Très bonne soirée en vérité


----------



## Balooners (20 Janvier 2006)

benjamin a dit:
			
		

> T'as déjà appris à poster du W800 ?


Tu parles  ... Ils sont fous ceux qui ne crypte pas leur réseau   

Mais attends, je tente le FTP via le W800i et je réessaye


----------



## teo (20 Janvier 2006)

c'est fou les réseaux wifi non protégés... avec un Alu au Bombardier et on se retrouve avec des geeks qui  floodent 
Bon là merci à Fred qui m'a ramené et là je vais dodoter.
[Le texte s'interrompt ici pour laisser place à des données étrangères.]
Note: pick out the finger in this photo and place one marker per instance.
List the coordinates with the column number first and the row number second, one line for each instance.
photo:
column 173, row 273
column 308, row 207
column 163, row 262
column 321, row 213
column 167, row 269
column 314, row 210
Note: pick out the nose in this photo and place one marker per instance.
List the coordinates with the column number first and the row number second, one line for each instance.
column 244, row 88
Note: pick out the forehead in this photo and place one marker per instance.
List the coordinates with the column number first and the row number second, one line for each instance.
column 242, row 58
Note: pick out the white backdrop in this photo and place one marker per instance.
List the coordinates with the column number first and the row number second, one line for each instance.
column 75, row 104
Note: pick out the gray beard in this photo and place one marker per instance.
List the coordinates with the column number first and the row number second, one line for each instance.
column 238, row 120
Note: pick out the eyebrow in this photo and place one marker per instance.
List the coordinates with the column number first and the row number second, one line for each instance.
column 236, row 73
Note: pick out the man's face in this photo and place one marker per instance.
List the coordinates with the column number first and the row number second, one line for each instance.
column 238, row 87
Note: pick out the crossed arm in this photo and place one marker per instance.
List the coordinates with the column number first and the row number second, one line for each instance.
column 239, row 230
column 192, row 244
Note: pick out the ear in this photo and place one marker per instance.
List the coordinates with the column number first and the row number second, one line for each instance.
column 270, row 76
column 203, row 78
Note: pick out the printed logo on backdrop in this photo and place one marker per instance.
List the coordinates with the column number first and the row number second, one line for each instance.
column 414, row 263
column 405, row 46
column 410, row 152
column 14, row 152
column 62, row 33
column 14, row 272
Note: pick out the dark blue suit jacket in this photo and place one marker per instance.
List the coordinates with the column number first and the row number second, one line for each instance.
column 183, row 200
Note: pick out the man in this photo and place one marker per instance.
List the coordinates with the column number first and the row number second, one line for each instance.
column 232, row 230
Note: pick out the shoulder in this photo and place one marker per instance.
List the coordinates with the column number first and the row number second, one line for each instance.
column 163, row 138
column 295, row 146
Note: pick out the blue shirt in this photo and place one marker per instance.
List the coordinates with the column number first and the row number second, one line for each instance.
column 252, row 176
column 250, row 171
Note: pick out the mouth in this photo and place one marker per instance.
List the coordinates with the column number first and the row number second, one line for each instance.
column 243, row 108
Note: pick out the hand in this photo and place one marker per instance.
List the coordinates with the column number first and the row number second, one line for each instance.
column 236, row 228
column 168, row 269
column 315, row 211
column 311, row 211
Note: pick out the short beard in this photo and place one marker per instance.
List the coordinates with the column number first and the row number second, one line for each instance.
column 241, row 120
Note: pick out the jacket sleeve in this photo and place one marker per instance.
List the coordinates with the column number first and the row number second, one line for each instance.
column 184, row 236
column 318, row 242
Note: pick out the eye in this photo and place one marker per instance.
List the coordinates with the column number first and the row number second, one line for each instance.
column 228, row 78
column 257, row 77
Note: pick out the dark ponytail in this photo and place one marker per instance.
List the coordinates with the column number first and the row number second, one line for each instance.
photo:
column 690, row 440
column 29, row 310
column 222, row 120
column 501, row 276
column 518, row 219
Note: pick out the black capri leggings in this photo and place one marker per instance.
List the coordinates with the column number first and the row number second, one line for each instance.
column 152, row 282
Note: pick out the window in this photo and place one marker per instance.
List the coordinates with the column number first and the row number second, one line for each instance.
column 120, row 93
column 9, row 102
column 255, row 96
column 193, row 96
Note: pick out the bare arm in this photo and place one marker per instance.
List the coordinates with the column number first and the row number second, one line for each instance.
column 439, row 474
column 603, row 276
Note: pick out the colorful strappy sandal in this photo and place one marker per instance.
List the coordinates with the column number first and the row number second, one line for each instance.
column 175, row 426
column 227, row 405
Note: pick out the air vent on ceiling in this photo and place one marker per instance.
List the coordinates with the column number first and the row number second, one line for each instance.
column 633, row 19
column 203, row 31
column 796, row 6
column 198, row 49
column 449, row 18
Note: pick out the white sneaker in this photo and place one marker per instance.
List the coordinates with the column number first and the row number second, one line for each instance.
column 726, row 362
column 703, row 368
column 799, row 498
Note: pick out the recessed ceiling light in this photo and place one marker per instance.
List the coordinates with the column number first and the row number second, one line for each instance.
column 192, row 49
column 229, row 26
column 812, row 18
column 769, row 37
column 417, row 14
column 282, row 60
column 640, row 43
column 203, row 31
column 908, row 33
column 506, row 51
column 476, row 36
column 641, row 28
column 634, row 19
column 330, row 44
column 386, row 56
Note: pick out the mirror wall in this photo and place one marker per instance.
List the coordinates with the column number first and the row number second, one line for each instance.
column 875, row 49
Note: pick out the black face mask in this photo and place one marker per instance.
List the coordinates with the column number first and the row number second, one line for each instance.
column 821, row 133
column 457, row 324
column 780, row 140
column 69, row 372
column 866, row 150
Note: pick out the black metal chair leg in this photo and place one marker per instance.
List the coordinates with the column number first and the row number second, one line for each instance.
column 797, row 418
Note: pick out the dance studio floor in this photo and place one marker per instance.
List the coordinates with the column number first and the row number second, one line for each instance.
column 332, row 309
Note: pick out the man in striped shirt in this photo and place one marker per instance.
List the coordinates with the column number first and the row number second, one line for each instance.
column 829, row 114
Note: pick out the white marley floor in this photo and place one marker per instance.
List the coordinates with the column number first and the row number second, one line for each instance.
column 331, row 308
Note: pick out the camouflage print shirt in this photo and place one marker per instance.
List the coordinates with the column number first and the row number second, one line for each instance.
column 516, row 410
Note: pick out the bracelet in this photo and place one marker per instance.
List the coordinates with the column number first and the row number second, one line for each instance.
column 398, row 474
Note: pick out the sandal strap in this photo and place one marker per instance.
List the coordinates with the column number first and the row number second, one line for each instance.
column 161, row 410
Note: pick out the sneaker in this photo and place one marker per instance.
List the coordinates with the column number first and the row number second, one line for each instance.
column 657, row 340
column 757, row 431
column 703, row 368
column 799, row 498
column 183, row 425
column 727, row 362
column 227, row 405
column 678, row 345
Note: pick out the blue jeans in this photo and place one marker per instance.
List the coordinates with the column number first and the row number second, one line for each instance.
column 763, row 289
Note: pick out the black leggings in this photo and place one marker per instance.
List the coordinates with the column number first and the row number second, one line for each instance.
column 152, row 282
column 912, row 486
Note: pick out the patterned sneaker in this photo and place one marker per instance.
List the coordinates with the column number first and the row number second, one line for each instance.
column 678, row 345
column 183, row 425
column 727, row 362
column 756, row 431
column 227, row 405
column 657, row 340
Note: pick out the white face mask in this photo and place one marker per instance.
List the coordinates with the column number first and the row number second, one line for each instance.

Pris quelques photos... Merci mon cher APN 
Demain pour les photos, là fait tard...
Les autres doivent être à l'Atelier je pense.
La bergère a encore embarqué un nouvel exemplaire pour sa collection de pintes 

Moi j'aurai bien embarqué _suivez mon regard_ derrière le bar, mais j'ai pas osé... problème d'accent je pense


----------



## ikiki (20 Janvier 2006)

Fraichement déposé par golf! (merci Alain )

La mimi est pieutée et moi, ben un peu de MacG avant d'y allé à mon tour...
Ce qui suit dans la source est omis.